Türkiye’de Mayıs 2013’te “Üç beş ağaç”la başlayan Gezi olaylarının yankısı halen devam ederken izledik bu gösteriyi. Sokaklarda yan yana 2 kişinin bir arada durmasının bile polislerin biber gazı sıkması, insanlara şiddet uygulaması için meşru sayıldığı, kafa travması geçiren ve gözünü kaybedenlerin olduğu, binlerle ifade edilen sayılarda insanların yaralandığı, halen komada olanların olduğu ve kaybettiğimiz 6 kişinin acısının hala taze olduğu yaklaşık 2 aylık bir sürenin hemen ardından… Dolayısıyla, bu gösterinin bence Türkiyeli seyirci için anlamı diğer ülkedeki seyircilerinkinden çok daha farklıydı.

“Türkiye’deki tüm dostlarıma, Sizinleyim, sizinleyiz! Kim olduklarının bir önemi olmaksızın mutlakiyetçi ve baskıcı güçlere karşı direnmekte çok haklısınız…” diyerek geçtiğimiz ay Gezi sürecine destek verdiğini bildirmişti Waters. Bu sebepledir ki konserin Türkiyeli seyirci için olan öneminin farkındaydı. Konser boyunca her fırsatta “Her yer Taksim her yer direniş” diye slogan atılması bunun en büyük kanıtıydı. İktidar, baskı, militarizm, diktatörlük karşıtı şarkılar ve görüntüler bize Gezi ruhunu yeniden yaşattı.

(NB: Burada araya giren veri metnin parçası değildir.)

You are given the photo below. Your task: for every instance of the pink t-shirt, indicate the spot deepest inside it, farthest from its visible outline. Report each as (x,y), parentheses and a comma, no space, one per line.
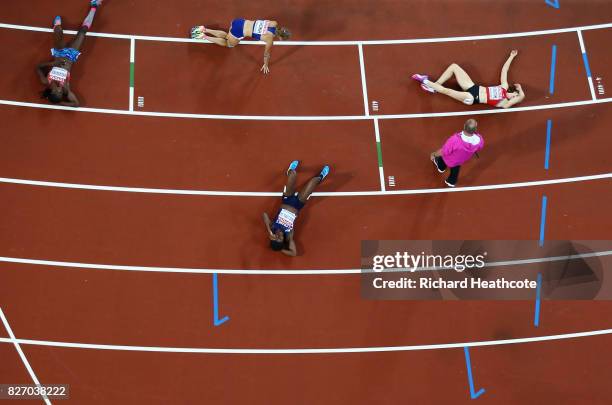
(460,147)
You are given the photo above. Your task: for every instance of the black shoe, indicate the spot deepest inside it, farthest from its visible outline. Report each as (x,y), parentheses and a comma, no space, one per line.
(436,164)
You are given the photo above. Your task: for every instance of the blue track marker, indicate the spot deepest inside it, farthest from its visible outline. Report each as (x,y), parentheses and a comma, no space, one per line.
(547,153)
(553,3)
(216,319)
(468,364)
(543,220)
(553,65)
(536,316)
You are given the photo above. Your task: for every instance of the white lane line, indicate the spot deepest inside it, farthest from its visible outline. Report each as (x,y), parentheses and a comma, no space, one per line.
(585,60)
(306,117)
(364,85)
(340,350)
(132,68)
(319,272)
(603,176)
(327,43)
(25,361)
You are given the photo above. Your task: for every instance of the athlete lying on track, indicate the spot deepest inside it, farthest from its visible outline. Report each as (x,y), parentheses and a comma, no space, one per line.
(500,96)
(240,28)
(55,75)
(280,231)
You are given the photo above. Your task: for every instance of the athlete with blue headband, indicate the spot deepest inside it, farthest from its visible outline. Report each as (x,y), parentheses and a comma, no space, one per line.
(280,230)
(55,75)
(260,30)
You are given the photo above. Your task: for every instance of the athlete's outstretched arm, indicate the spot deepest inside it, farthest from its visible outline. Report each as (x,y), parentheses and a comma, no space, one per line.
(265,68)
(518,99)
(219,41)
(73,101)
(506,67)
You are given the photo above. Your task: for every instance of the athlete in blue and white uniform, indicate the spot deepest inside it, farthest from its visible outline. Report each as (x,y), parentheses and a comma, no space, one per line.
(259,30)
(55,75)
(280,230)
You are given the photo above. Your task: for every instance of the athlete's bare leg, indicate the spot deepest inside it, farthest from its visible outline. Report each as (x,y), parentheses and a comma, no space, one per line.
(464,80)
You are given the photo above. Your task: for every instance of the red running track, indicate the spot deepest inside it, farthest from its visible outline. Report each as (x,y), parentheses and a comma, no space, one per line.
(174,310)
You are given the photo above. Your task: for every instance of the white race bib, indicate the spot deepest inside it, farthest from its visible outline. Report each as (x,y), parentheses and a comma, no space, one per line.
(58,74)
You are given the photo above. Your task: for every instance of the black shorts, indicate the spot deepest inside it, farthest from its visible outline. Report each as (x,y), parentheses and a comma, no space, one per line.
(293,201)
(475,92)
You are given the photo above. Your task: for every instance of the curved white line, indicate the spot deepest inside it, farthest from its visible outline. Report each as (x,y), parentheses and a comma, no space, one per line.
(305,117)
(305,351)
(503,186)
(320,272)
(325,43)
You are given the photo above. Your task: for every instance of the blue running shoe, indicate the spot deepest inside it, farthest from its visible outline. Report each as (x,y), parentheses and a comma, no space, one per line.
(324,172)
(293,166)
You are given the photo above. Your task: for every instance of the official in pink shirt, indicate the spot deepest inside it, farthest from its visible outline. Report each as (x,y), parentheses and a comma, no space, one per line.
(457,150)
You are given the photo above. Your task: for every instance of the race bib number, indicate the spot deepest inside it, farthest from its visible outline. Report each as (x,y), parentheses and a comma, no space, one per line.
(59,75)
(261,27)
(286,219)
(495,93)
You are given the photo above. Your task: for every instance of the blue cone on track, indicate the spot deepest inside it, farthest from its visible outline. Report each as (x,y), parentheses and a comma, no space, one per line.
(324,172)
(293,165)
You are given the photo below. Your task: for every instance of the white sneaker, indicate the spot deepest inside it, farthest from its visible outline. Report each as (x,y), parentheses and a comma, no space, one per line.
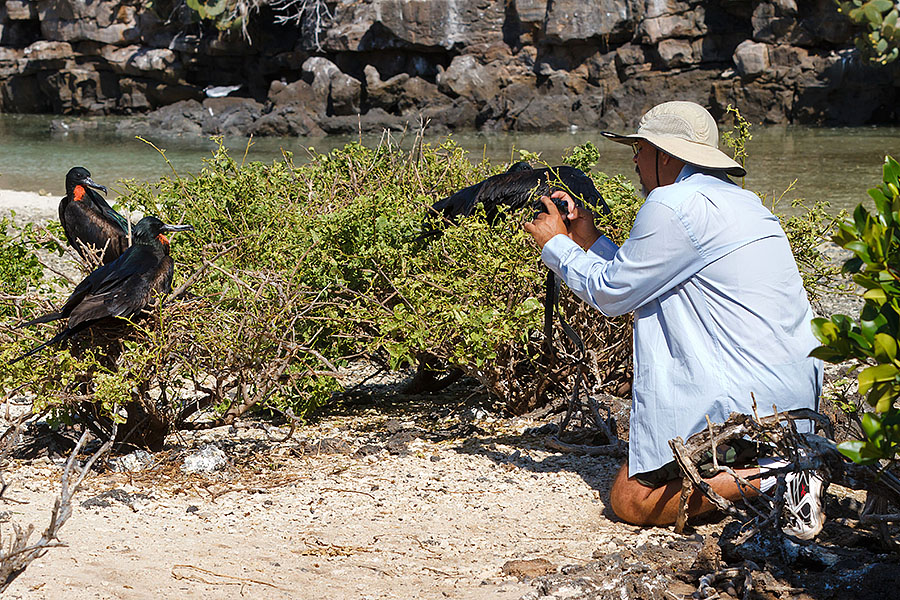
(803,514)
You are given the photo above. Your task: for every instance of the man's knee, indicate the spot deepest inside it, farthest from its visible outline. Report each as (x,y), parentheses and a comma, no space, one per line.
(628,499)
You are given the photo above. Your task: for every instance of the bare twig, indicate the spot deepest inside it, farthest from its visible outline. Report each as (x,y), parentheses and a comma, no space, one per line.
(15,558)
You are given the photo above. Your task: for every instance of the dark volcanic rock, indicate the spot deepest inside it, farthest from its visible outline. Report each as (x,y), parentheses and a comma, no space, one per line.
(520,65)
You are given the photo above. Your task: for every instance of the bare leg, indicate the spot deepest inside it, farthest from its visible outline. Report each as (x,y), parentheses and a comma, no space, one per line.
(638,504)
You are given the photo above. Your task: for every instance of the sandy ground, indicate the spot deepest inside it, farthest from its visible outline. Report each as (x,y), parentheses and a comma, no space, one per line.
(436,518)
(440,518)
(390,497)
(28,206)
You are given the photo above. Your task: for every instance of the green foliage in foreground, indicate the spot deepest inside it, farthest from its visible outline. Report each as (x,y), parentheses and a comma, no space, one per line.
(294,271)
(879,41)
(871,342)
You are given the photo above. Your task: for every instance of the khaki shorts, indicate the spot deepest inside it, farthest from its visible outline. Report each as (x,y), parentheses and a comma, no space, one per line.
(736,453)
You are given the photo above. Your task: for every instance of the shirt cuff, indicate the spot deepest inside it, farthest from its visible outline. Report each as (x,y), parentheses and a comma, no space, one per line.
(604,247)
(556,249)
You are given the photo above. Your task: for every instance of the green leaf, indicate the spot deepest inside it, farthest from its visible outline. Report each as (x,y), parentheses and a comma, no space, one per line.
(891,171)
(871,426)
(853,450)
(885,347)
(872,375)
(877,295)
(825,330)
(828,354)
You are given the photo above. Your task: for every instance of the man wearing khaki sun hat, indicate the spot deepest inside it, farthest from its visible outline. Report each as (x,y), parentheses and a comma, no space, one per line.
(719,312)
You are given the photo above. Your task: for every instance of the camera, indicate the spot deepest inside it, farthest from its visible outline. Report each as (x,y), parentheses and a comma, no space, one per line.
(561,206)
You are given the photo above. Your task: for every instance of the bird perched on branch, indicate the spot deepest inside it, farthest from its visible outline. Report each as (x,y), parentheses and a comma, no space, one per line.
(90,223)
(122,288)
(517,187)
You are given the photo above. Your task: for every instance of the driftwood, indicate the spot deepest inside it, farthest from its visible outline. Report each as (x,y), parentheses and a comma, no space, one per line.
(19,553)
(802,451)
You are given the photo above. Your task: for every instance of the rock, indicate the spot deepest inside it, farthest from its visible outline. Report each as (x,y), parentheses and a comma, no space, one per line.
(773,20)
(323,446)
(133,501)
(231,116)
(297,92)
(23,94)
(21,10)
(292,119)
(136,461)
(401,93)
(751,58)
(74,21)
(523,569)
(569,20)
(80,91)
(391,24)
(161,63)
(675,53)
(335,92)
(206,460)
(467,78)
(45,55)
(667,26)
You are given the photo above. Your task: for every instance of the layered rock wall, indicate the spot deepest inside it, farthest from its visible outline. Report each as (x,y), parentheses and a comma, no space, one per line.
(489,64)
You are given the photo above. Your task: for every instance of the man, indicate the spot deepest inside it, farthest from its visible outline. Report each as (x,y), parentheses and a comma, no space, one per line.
(719,311)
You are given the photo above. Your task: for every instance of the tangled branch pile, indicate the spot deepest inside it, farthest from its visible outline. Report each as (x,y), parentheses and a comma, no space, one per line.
(294,271)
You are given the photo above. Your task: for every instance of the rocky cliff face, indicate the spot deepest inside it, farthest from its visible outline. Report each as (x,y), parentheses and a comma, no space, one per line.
(488,64)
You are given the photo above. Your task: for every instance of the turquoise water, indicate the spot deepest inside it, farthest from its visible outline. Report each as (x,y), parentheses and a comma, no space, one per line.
(833,164)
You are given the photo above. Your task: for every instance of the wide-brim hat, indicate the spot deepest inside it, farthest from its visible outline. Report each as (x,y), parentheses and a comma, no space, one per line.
(686,131)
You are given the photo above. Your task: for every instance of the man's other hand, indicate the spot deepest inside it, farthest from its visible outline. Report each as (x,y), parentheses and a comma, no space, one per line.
(547,224)
(580,227)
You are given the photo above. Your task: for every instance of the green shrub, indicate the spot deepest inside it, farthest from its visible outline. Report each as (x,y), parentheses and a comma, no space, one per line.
(871,341)
(294,271)
(879,40)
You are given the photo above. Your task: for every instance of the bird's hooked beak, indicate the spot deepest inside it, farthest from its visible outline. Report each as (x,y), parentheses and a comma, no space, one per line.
(166,228)
(91,183)
(172,228)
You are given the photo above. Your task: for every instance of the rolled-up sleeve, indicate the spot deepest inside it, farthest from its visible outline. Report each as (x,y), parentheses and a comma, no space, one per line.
(660,254)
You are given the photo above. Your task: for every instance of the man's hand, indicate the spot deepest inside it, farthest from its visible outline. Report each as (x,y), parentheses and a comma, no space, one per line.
(546,224)
(580,227)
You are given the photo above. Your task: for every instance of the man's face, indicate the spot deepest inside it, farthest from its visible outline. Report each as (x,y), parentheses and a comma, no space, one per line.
(645,165)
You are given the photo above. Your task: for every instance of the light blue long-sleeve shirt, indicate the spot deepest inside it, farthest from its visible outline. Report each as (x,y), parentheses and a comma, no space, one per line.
(719,310)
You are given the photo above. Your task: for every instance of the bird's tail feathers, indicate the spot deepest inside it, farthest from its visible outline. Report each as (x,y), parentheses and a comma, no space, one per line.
(43,319)
(56,338)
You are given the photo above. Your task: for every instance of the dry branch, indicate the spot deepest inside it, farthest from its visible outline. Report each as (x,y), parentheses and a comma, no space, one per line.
(16,557)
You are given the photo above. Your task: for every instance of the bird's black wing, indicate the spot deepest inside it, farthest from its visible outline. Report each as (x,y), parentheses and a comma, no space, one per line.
(128,296)
(581,185)
(458,204)
(108,212)
(86,226)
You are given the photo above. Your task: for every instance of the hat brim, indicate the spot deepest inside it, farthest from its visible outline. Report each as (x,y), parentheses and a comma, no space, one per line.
(693,153)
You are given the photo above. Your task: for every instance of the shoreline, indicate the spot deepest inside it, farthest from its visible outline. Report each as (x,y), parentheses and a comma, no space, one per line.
(28,206)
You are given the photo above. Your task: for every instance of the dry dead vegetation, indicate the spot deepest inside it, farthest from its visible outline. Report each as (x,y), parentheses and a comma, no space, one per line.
(391,496)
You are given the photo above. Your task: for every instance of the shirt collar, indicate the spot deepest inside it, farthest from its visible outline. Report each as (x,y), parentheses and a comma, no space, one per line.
(690,169)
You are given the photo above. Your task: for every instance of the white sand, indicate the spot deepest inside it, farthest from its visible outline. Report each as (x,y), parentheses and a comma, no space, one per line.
(28,206)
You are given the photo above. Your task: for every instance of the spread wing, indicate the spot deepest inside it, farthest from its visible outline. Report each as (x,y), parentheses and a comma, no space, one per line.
(85,226)
(125,296)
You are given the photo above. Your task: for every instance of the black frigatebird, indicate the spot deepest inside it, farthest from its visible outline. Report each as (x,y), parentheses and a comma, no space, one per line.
(519,186)
(90,223)
(122,288)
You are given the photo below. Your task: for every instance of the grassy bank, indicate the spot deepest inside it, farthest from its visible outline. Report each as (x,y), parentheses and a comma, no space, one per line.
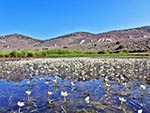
(63,53)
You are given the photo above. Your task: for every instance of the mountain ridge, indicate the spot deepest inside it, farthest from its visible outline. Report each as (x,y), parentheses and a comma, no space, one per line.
(82,40)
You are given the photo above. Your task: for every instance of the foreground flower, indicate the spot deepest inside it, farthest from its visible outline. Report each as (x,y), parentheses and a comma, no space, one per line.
(47,82)
(140,111)
(55,81)
(20,104)
(28,92)
(64,94)
(49,93)
(122,99)
(87,99)
(143,87)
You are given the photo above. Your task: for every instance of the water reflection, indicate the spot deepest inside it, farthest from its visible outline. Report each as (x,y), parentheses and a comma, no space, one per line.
(102,98)
(75,85)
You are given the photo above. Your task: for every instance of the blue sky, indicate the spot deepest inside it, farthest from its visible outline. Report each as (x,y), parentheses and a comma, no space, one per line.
(44,19)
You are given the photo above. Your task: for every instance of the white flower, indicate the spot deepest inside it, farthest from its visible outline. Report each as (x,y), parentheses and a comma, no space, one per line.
(64,94)
(49,93)
(140,111)
(143,87)
(28,92)
(20,104)
(122,99)
(87,99)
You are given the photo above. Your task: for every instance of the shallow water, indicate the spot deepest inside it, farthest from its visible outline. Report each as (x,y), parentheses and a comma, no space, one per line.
(80,78)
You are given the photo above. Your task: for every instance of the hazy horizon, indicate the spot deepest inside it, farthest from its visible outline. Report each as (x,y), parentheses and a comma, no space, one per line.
(49,19)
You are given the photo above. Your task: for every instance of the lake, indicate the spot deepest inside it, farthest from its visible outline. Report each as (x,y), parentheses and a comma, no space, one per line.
(75,85)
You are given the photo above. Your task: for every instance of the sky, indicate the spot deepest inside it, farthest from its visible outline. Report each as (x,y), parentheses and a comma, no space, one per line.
(45,19)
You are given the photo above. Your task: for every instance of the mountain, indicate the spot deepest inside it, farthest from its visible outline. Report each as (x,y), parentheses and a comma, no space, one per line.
(17,41)
(135,39)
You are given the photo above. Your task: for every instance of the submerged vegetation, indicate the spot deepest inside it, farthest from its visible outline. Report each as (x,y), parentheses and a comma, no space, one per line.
(64,53)
(75,85)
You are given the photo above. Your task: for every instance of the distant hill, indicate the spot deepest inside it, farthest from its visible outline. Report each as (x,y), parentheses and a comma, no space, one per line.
(135,39)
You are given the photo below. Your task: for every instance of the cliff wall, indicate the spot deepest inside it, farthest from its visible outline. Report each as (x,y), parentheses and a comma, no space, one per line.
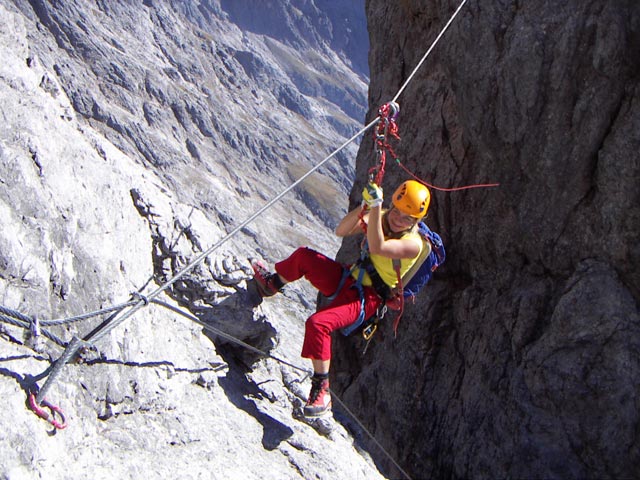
(522,358)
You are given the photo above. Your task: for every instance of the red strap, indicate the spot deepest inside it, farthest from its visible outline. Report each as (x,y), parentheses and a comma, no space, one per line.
(400,293)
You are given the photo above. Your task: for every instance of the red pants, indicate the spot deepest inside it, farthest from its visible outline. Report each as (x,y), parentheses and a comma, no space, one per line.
(325,274)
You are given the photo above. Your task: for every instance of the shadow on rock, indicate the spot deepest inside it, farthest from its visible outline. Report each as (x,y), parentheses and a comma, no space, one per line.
(248,335)
(237,389)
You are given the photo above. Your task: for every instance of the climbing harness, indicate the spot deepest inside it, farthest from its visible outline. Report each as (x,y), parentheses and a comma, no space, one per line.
(120,313)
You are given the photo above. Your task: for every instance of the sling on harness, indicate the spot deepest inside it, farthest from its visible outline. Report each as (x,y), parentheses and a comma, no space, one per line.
(431,257)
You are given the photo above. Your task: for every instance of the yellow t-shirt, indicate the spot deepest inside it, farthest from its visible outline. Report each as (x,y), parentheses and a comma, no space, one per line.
(384,265)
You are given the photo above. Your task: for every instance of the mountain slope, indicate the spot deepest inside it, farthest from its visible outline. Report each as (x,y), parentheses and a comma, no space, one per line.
(134,137)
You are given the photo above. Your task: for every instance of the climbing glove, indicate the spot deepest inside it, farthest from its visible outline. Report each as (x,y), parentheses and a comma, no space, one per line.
(372,195)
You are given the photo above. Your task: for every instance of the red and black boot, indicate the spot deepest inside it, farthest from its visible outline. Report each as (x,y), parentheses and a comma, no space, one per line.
(319,401)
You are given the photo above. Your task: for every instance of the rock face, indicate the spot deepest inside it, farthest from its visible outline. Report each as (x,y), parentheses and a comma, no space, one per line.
(134,137)
(522,359)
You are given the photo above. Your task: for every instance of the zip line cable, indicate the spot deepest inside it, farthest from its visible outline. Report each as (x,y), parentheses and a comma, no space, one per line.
(133,306)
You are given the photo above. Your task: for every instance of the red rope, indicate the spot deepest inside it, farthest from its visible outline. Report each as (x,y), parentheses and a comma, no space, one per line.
(442,189)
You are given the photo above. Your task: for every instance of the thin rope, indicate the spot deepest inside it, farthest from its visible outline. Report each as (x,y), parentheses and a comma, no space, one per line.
(237,341)
(231,338)
(361,425)
(114,321)
(424,57)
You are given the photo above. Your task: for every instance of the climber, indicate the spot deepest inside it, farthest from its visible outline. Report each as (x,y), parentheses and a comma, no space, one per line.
(354,296)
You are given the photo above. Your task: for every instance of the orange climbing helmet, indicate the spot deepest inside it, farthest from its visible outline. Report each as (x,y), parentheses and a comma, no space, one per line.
(412,198)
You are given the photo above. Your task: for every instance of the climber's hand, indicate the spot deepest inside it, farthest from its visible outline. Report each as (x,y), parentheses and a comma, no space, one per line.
(372,195)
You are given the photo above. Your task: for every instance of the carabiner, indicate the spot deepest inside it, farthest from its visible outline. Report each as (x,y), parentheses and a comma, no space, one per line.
(369,330)
(49,417)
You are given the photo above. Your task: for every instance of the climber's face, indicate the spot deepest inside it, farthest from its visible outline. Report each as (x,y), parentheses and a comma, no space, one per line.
(399,221)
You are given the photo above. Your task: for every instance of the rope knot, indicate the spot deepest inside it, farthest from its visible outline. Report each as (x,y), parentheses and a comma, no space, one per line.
(140,296)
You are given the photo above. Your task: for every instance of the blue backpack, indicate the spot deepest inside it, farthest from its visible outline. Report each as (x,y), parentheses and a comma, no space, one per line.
(419,277)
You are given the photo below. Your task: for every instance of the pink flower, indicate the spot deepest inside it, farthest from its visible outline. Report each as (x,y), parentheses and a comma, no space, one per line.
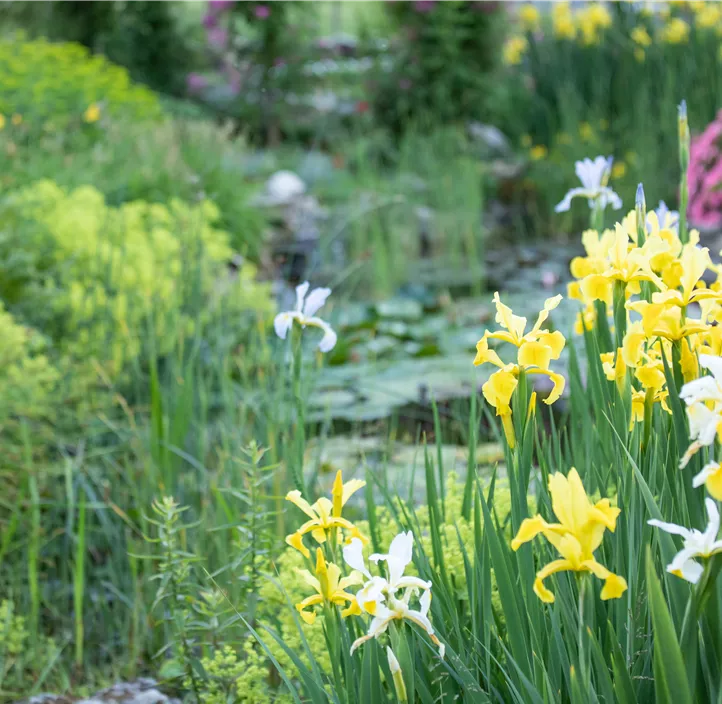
(217,37)
(195,82)
(220,5)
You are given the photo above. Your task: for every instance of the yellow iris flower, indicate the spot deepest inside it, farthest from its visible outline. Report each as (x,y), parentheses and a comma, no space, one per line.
(324,514)
(577,535)
(535,351)
(330,587)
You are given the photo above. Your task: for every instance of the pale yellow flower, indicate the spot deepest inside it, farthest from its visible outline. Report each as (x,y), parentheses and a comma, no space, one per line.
(577,535)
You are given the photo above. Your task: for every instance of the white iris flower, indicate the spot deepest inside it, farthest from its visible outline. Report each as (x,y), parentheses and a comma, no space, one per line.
(304,313)
(594,176)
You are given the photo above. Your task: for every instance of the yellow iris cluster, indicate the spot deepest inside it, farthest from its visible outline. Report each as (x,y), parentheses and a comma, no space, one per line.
(576,536)
(535,351)
(672,22)
(659,283)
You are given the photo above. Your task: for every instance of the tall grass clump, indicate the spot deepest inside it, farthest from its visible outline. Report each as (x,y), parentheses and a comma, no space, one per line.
(601,580)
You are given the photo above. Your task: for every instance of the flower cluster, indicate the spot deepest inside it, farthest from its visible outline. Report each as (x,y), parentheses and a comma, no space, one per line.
(705,176)
(384,598)
(577,535)
(535,351)
(658,22)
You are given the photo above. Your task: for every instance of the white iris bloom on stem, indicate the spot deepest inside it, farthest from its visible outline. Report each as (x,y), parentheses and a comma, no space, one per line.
(703,397)
(304,313)
(594,176)
(666,219)
(388,599)
(697,544)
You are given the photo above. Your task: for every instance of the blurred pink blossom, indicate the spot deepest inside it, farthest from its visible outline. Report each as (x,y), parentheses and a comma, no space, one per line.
(704,176)
(220,5)
(424,5)
(217,37)
(195,82)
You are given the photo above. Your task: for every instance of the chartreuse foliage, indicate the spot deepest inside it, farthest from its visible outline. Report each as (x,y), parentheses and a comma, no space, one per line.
(90,288)
(584,595)
(53,86)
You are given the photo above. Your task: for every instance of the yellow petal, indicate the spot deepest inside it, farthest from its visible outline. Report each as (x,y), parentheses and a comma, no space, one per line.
(295,540)
(597,288)
(554,340)
(499,389)
(614,587)
(484,354)
(714,484)
(337,494)
(350,488)
(534,354)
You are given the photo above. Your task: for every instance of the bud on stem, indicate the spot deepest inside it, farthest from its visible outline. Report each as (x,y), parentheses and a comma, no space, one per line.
(684,139)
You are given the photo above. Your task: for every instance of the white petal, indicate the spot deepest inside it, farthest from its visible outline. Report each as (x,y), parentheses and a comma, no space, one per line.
(703,389)
(282,324)
(409,582)
(687,567)
(672,528)
(565,204)
(420,619)
(373,590)
(393,662)
(353,556)
(702,423)
(714,364)
(315,300)
(425,602)
(301,291)
(702,477)
(713,515)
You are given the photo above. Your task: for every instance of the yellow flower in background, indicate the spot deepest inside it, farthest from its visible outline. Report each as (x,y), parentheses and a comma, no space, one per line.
(329,587)
(577,535)
(641,36)
(324,514)
(514,50)
(619,170)
(529,17)
(92,114)
(538,152)
(563,20)
(591,20)
(711,478)
(676,31)
(708,16)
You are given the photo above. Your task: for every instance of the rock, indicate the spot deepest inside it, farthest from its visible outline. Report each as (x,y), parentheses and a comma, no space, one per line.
(282,188)
(142,691)
(490,137)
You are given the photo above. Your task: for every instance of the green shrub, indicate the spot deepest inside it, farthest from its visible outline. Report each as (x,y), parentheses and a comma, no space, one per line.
(104,283)
(51,86)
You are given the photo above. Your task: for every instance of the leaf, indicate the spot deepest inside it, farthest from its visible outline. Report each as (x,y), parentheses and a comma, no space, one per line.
(670,674)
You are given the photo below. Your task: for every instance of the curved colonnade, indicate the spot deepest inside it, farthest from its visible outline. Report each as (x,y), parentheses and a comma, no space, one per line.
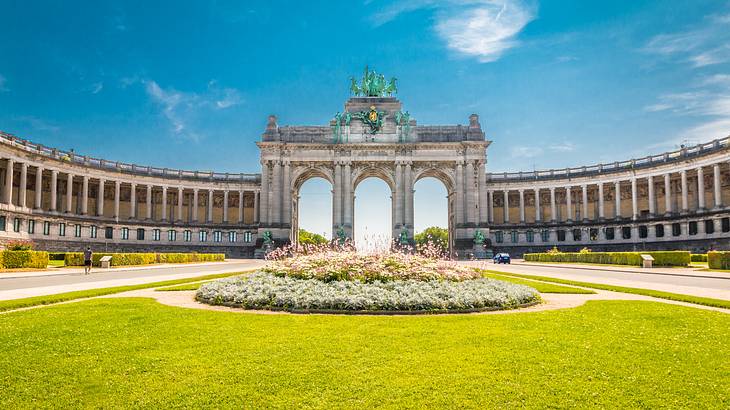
(63,201)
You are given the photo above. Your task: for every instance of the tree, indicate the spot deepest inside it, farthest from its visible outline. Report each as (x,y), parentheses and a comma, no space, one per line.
(435,235)
(310,238)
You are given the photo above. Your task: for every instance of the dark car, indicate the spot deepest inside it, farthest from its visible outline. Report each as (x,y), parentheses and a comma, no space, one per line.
(502,258)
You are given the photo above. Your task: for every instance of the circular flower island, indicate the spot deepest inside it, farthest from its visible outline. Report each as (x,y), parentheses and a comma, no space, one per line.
(350,282)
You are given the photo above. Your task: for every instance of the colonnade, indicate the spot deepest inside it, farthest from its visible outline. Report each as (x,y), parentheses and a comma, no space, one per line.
(676,187)
(171,201)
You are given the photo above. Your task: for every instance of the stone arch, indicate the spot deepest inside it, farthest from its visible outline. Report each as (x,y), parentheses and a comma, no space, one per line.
(300,175)
(446,177)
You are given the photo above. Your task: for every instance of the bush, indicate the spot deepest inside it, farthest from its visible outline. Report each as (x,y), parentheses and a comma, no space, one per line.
(129,259)
(19,245)
(25,259)
(718,260)
(666,258)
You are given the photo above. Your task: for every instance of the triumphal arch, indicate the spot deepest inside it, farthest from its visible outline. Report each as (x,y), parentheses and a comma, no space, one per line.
(374,137)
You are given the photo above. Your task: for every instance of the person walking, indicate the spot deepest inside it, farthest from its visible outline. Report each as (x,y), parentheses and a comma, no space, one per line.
(87,260)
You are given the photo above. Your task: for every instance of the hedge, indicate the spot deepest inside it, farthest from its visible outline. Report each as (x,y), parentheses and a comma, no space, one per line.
(24,259)
(718,260)
(127,259)
(667,258)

Konserin en anlamlı anlarından birisi Roger Waters’in “Bu şarkı dünyadaki devlet terörü kurbanlarına” demesinin ardından duvarda kırmızı ışık altında Gezi eylemleri sırasında kaybettiğimiz Ethem Sarısülük, Ali İsmail Korkmaz, Mehmet Ayvalıtaş, Abdullah Cömert ve polis Mustafa Sarı’nın resimlerinin belirmesi ve Waters’in “Sizi hiç unutmayacağız” sözleriydi. Tabii ki bu anda “Her yer Taksim her yer direniş”, “Bu daha başlangıç, mücadeleye devam” sloganları kulaklarda çınladı.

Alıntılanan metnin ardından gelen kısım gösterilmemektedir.